Kreativitas Dalam Berbahasa
Ike Revita ; Dosen Jurusan Sastra Inggris Unand
|
HALUAN,
27 Januari 2014
Sebagai animal symbolicum manusia selalu bergelut dengan yang namanya simbol.
Simbol-simbol ini disusun sedemikian rupa sehingga memiliki makna.
Simbol-simbol bermakna ini digunakan untuk mengungkapkan apa yang dirasakan,
menginformasikan sesuatu yang baru, atau hanya sekedar untuk menunjukkan
adanya hubungan sosial.
Simbol-simbol ini disusun
menurut hierarkinya tersendiri. Misalnya, beberapa simbol membentuk kata,
kata ini disusun menjadi sebuah frasa, susunan beberapa frasa melahirkan
kalimat atau ujaran. Ketika ujaran ini disusun untuk mengkomunikasikan suatu
hal, maka jadilah teks atau wacana.
Hierarki ini diisi dengan
simbol-simbol yang senantiasa berubah. Berubah sesuai kebutuhan manusia
penggunanya. Contohnya, ketika manusia merasa haus, dia akan mengatakan,
‘Saya haus atau Minta minum, dong!’ Di saat manusia merasa privasinya
terusik, dia akan segera mengingatkan pengusik itu dengan ‘Tolong hargai
privasi saya!’.
Dinamika bentuk berbahasa
terkait dengan kemampuan manusia yang bersifat kreatif. Ferdinand de Saussure,
seorang bapak linguistik modern menyebutnya dengan langue dan parole.
Dalam bukunya Course in General
Linguistics, Saussure jelas mengatakan bahwa setiap bahasa itu memiliki
simbol-simbol dengan referensinya sendiri-sendiri. Simbol itu bersifat
manasuka dan konvensi penggunanyalah yang memutuskan apa referensi dari
simbol itu (Wardaugh, 1998).
Setiap bahasa punya langue
dan parole yang oleh Chomsky (1968) disebut dengan competence dan performance. Langue atau competence ini menjadi konsep
dasar pengguna bahasa dalam menyusun simbol-simbol yang berterima menurut
aturan bahasa mereka. Simbol-simbol yang sudah tersusun akan diwujudkan
melalui bahasa berupa parole atau performance.

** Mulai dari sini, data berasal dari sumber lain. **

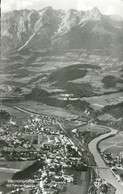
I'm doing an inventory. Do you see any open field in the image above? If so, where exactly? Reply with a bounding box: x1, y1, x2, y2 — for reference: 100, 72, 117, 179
99, 133, 123, 153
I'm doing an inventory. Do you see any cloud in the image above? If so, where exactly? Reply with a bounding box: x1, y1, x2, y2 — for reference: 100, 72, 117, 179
1, 0, 123, 16
76, 0, 123, 14
1, 0, 40, 12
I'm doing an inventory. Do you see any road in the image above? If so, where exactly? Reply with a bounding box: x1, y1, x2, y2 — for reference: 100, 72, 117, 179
88, 128, 123, 194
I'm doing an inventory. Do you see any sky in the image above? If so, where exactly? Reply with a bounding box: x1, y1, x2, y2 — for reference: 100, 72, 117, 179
1, 0, 123, 17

Parole atau performance ini bersifat
dinamis sesuai dengan dinamika kehidupan penggunanya. Kedinamisan ini pulalah
yang menjadikan lahirnya berbagai macam variasi bahasa. Contohnya, bahasa
standar, bahasa slang, jargon, argot, atau bahasa yang sebagian orang disebut
dengan bahasa anak-anak sekarang.
Variasi-variasi bahasa
merupakan perwujudan dari kreativitas manusia. Dalam sebuah interaksi,
penulis pernah menerima pesan singkat berupa ucapan cayo¸ Buk! Awalnya penulis bingung dengan kata cayo ini. Penulis
beranggapan bahwa ini adalah sebuah kesalahan dalam pengetikan. Bahkan
penulis merasa kurang nyaman karena tidak ada klarifikasi dari si pengirim
pesan atas kekeliruan penulisan. Apalagi pesan dikirim oleh seorang
mahasiswa.
Ketika dikonfirmasi kepada yang
bersangkutan, penulis baru mengetahui bahwa cayo sama maksudnya dengan kata semangat. Kosakata senada
yang sering penulis dengar terkait dengan maksud ini adalah cemungudh.

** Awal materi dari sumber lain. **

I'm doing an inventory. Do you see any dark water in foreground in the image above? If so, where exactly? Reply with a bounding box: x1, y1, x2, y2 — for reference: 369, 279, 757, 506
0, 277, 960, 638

Hadirnya kata cayo dan cemungudh merupakan sebuah refleksi dari betapa manusia itu
sungguh kreatif dalam berbahasa. Manusia tidak hanya terpaku dengan kosakata
tertentu untuk maksud tertentu. Sikap tidak puas manusia itu
direalisasikannya melalui kreativitas berbahasa yang bersifat inovatif.
Saat seseorang begitu antusias
dan rajin menanyakan suatu hal, orang lain mengatakannya kepo. ‘Ih, lu kepo buanget’, komentar temannya. Kata kepo sama artinya dengan cerewet.

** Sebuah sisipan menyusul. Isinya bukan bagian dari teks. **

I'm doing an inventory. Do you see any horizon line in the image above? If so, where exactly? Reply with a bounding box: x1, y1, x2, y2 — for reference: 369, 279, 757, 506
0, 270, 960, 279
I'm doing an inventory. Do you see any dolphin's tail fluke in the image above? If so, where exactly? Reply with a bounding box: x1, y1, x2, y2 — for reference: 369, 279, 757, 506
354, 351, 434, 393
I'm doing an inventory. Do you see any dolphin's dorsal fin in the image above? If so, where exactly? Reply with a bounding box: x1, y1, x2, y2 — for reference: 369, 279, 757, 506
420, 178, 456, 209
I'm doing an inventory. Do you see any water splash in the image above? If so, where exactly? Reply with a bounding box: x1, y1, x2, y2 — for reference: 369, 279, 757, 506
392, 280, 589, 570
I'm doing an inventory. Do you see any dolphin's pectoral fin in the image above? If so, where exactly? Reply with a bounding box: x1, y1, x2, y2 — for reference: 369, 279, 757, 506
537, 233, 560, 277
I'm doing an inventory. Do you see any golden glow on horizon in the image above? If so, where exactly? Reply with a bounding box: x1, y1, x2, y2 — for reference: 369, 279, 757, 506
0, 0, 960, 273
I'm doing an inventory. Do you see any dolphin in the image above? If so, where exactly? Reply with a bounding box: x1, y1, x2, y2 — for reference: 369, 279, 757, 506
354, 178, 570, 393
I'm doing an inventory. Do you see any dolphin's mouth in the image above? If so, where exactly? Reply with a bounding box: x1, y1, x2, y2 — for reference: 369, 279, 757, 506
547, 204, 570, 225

Namun, kepo seperti halnya cayo dan cemungudh digunakan dalam bahasa gaul. Bahasa gaul ini ada yang
menyebutnya dengan bahasa alay atau
bahasa jayus.
Biasanya istilah-istilah baru
dalam bahasa gaul lahir secara instan. Kelahirannya kadang-kadang
terinspirasi dari bahasa-bahasa publik figur. Seperti kata sesuatu atau Alhamdulillah ya. Kata dan frasa ini
sering diucapkan oleh seorang artis yang sedang naik daun. Kata-kata ini
kemudian diimitasi dan menjadi bagian dari bahasa alay.
Bahasa alay atau bahasa gaul ini cenderung sering digunakan oleh
generasi muda. Hal ini berhubungan dengan sifat generasi muda yang menyenangi
sesuatu yang berbeda dan cepat bosan. Akibatnya, bahasa gaul atau bahasa alay
ini bertahan tidak lama. Perubahan generasi akan melahirkan bentuk bahasa
gaul yang baru.
Perubahan generasi melahirkan
nama bahasa gaul yang berbeda. Hakikatnya, generasi muda ini selalu berpacu
untuk berkreativitas menciptakan bentuk-bentuk kebahasaan yang baru.
Generasi muda identik dengan sesuatu yang berbeda dan bersifat novel atau
baru.
Selain menyadur langsung atau
merevisi beberapa bunyi di kosakata, manusia juga berkreativitas menyederhanakan
kosakata itu. Salah satunya dengan menyingkatkan atau mengakronimkan kata
atau frasa. Misalnya, gatot
‘gagal total’ , SL ‘Siapa Lu?’, EGP ‘Emang Gue Pikirin’, atau lola ‘loading lambat’.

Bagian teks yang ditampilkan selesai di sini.